You have done some experiments in the lab, the output consisting of a series of images that look something like this:
![RAW-lab-image.png] TODO: make raw image, link to image
These images could be from a camera shooting stills at a given rate, or be stills from a video. Whatever, you've got a series of images and you want to extract data from them.
We're going to turn these images into something like this:
![PROC-lab-image.png] TODO: make processed image, link to image
and then distill the essence of the image, the borders between the coloured fluids, into two one-dimensional vectors that look like this:
![INTERFACE-lab-image.png] TODO: make interface image, link to image
TODO: how to use the program
Standardising the images from a give run is easy:
from labwaves import RawRun
run = 'r11_07_06c'
r = RawRun(run)
r.process()
To do the steps explicitly:
# barrel correct first image
r.bc1()
# obtain run data from first image, unless data already exists
r.get_run_data()
# barrel correct all images in run
r.barrel_correct()
# perspective correct all images in run
r.perspective_transform()
# crop and add border info
r.crop_text()
We can do different things to a standardised run. For example stitching images together:
from labwaves import ProcessedRun
r = ProcessedRun('r11_07_06c')
# an iterator of stitched images from the run
si = r.stitched_images
We can write out images to disk:
r.write_out(r.stitched_images)
r.stitched_images
could be any sequence of images objects that
have a write_out()
method. This allows us to make new images that
derive from the Processed Images easily.
We can write out a sequence of stitched images that have been manipulated further:
r.write_out(si.with_visible_regions for si in r.stitched_images)
In this case, r.visible_regions
, which is a staticmethod that
takes a sequence of stitched images as argument, adds some features
to the images.
Each run consists of a series of images and an entry in a
parameters
file that contains details of the run (fluid density,
depths).
You can specify where the input images go in the config file.
If you have more files than your OS can have open at once
(ulimit -n
), then you will run into an error.
The way to avoid this is to initialise your runs with
dump_file=True
. This drops the image file object after
it has been explicitly loaded to memory. It is best to try not to
have too many files though!
We can split the work into three sections, processing, interfacing and analysis.
There are two basic units of data: the image and the run. A run consists of a series of images.
The basic functions take an image as input and output a new image without changing anything, i.e. they are pure functions.
These are applied by functions that actually do the IO for an individual image and for a whole run.
TODO: the applicator of the functions would be a class?? Basically, yes. I've just added a stub for a RawRun class that would contain the applicator functions in processing.py
There is already the Run class for analysis.
generate.py is essentially a class, or would go into one very easily, and this does interfacing and raw.
So we already have 3 classes sketched out, just need to formalise this.
Pure functions go in a module and are imported to be used in the class.
Applicator functions that do image IO are the class methods.
What about the functions that generate arguments for the pure functions?? Where should these go? They have no side effects.

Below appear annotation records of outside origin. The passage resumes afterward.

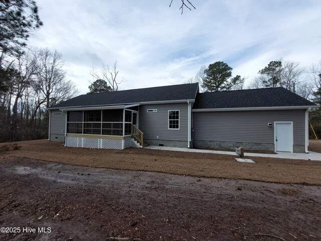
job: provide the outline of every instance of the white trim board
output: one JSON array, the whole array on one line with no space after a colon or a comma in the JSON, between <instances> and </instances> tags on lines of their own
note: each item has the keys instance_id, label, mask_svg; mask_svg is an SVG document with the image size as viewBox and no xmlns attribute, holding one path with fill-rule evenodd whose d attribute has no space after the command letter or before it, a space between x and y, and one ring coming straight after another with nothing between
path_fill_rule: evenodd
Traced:
<instances>
[{"instance_id":1,"label":"white trim board","mask_svg":"<svg viewBox=\"0 0 321 241\"><path fill-rule=\"evenodd\" d=\"M298 106L267 106L246 107L238 108L217 108L208 109L194 109L193 112L209 111L239 111L245 110L277 110L284 109L306 109L308 108L318 108L319 105L302 105Z\"/></svg>"}]
</instances>

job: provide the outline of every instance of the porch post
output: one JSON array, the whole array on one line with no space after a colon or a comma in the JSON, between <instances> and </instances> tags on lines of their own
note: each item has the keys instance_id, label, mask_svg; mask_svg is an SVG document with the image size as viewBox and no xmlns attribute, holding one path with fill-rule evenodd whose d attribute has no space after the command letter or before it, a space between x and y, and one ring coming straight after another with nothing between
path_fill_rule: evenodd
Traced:
<instances>
[{"instance_id":1,"label":"porch post","mask_svg":"<svg viewBox=\"0 0 321 241\"><path fill-rule=\"evenodd\" d=\"M310 109L311 109L310 108L309 108L305 110L304 116L304 151L305 153L308 153L307 146L309 145L309 110Z\"/></svg>"},{"instance_id":2,"label":"porch post","mask_svg":"<svg viewBox=\"0 0 321 241\"><path fill-rule=\"evenodd\" d=\"M122 136L125 136L125 109L122 110Z\"/></svg>"}]
</instances>

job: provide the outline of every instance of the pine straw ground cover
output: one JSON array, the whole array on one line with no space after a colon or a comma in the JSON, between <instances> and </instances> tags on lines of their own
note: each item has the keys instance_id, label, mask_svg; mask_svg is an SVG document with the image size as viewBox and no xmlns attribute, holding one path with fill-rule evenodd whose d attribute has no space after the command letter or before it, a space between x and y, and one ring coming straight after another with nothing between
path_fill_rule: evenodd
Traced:
<instances>
[{"instance_id":1,"label":"pine straw ground cover","mask_svg":"<svg viewBox=\"0 0 321 241\"><path fill-rule=\"evenodd\" d=\"M236 156L209 153L140 148L124 150L74 148L64 147L62 143L44 140L17 143L21 147L19 150L3 151L0 154L0 160L20 157L113 169L321 185L321 162L315 161L251 157L256 162L253 164L238 163L235 160ZM3 146L8 145L0 144L0 150Z\"/></svg>"}]
</instances>

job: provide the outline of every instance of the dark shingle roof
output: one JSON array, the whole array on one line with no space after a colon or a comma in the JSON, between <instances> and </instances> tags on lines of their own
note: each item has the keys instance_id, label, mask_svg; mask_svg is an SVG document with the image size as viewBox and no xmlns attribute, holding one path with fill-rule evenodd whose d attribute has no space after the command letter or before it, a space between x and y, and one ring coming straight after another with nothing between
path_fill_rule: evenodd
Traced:
<instances>
[{"instance_id":1,"label":"dark shingle roof","mask_svg":"<svg viewBox=\"0 0 321 241\"><path fill-rule=\"evenodd\" d=\"M199 93L193 109L306 105L316 105L278 87Z\"/></svg>"},{"instance_id":2,"label":"dark shingle roof","mask_svg":"<svg viewBox=\"0 0 321 241\"><path fill-rule=\"evenodd\" d=\"M83 94L51 106L50 108L191 100L195 98L198 89L198 83L194 83Z\"/></svg>"}]
</instances>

They produce context for a given run / image. Class methods? Contain in seperate context class that we then compose to make the IO class?
/TODO
We parallelise using multiprocessing. This can operate on two levels - processing a set of images in parallel and processing multiple runs in parallel.

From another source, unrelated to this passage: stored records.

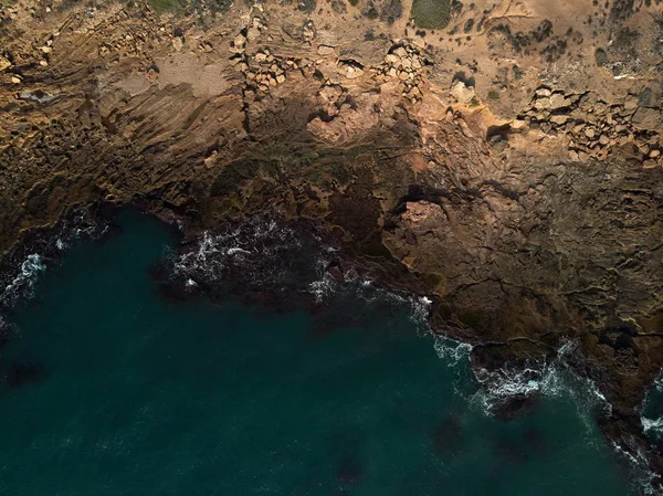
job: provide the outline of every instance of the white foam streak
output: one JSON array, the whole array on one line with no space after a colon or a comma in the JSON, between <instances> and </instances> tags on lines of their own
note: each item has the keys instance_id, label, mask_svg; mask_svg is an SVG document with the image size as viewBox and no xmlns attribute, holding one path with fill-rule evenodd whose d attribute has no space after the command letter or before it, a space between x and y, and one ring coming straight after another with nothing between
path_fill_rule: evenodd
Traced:
<instances>
[{"instance_id":1,"label":"white foam streak","mask_svg":"<svg viewBox=\"0 0 663 496\"><path fill-rule=\"evenodd\" d=\"M576 350L577 344L569 340L550 362L541 359L532 360L520 368L505 366L498 370L475 370L482 387L473 398L474 403L492 414L514 397L543 394L554 398L568 394L578 404L581 418L589 426L591 411L598 408L609 414L612 405L591 379L580 377L569 367L568 360Z\"/></svg>"},{"instance_id":2,"label":"white foam streak","mask_svg":"<svg viewBox=\"0 0 663 496\"><path fill-rule=\"evenodd\" d=\"M21 296L29 296L36 282L39 274L46 267L42 263L42 257L38 253L32 253L25 257L21 264L21 271L14 279L0 294L0 303L11 305Z\"/></svg>"}]
</instances>

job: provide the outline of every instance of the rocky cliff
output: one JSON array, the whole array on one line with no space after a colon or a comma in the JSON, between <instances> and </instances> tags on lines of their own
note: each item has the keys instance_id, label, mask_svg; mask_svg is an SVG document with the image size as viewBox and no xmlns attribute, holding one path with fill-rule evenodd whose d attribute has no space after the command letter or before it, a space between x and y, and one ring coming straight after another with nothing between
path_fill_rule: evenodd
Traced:
<instances>
[{"instance_id":1,"label":"rocky cliff","mask_svg":"<svg viewBox=\"0 0 663 496\"><path fill-rule=\"evenodd\" d=\"M93 202L189 235L277 205L477 369L576 340L601 428L663 474L663 8L554 3L3 3L0 252Z\"/></svg>"}]
</instances>

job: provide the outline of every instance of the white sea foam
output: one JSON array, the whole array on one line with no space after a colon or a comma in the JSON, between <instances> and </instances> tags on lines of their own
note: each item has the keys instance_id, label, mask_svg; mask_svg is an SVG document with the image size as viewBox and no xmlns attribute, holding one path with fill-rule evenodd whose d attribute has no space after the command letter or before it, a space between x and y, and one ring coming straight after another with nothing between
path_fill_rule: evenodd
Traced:
<instances>
[{"instance_id":1,"label":"white sea foam","mask_svg":"<svg viewBox=\"0 0 663 496\"><path fill-rule=\"evenodd\" d=\"M21 270L13 281L0 294L0 304L12 305L19 297L32 294L39 274L45 270L41 255L32 253L21 263Z\"/></svg>"},{"instance_id":2,"label":"white sea foam","mask_svg":"<svg viewBox=\"0 0 663 496\"><path fill-rule=\"evenodd\" d=\"M514 397L567 394L576 401L582 420L589 426L592 422L589 418L591 412L599 409L610 414L612 405L591 379L579 376L569 366L569 359L576 352L577 342L567 340L550 361L529 360L524 367L477 369L475 377L481 388L473 402L487 414L492 414Z\"/></svg>"}]
</instances>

explain multiple progress bars, link to github demo
Raw image --> processed image
Takes a set of raw lab images and outputs a set of processed lab images. A processed lab image is standardised so that pixel measurements in the image correspond to absolute physical measurements.
Stages:
-
Optical correction
- barrel distortion
- perspective
-
Orientation
- aided user measurement
- application
-
Cropping / bordering
Processed image -> interfaces
Takes a set of processed lab images and outputs a set of interfaces. This is done by thresholding the image using [scikits-image][skimage].
[skimage]: TODO: skimage link
New files are being made to replace the functionality of old ones. The general pattern is to take a module and make it into a class, making some core pure functions in the process and putting them into a new module.
proc_im (old) --> raw.RawRun (class), processing (pure functions)
get_data, threshold --> processed.ProcessedRun, interface
generate --> command.CommandRun +
This is an intermediate step on the way to creating a single WaveRun class that consists of the above, and a series of modules that contain pure functions that do stuff.
-
The top level generate module needs a bit of thought. It exists for a number of reasons:
-
Allow multiprocessing
-
Provide command line interface
-
Organise all the module level stuff so we don't have to think about it.
-
Multiprocessing is imperative. Must allow this to happen.
The command line interface can be easily separated out and cleaned up by using argparse.
Point 3 exists precisely because the implementation of the other modules is so messy. It is essentially putting a class like structure in place so that it is easier to see how to do different things. Once the modules are cleaned up and absorbed into a single class, the need for the generate 'class' is lost.
Separate raw processing and analysis. The above should extract the interfaces from a run and perhaps identify distinct wave objects - this gives us the raw data. Analysis of this data should occur separately I think.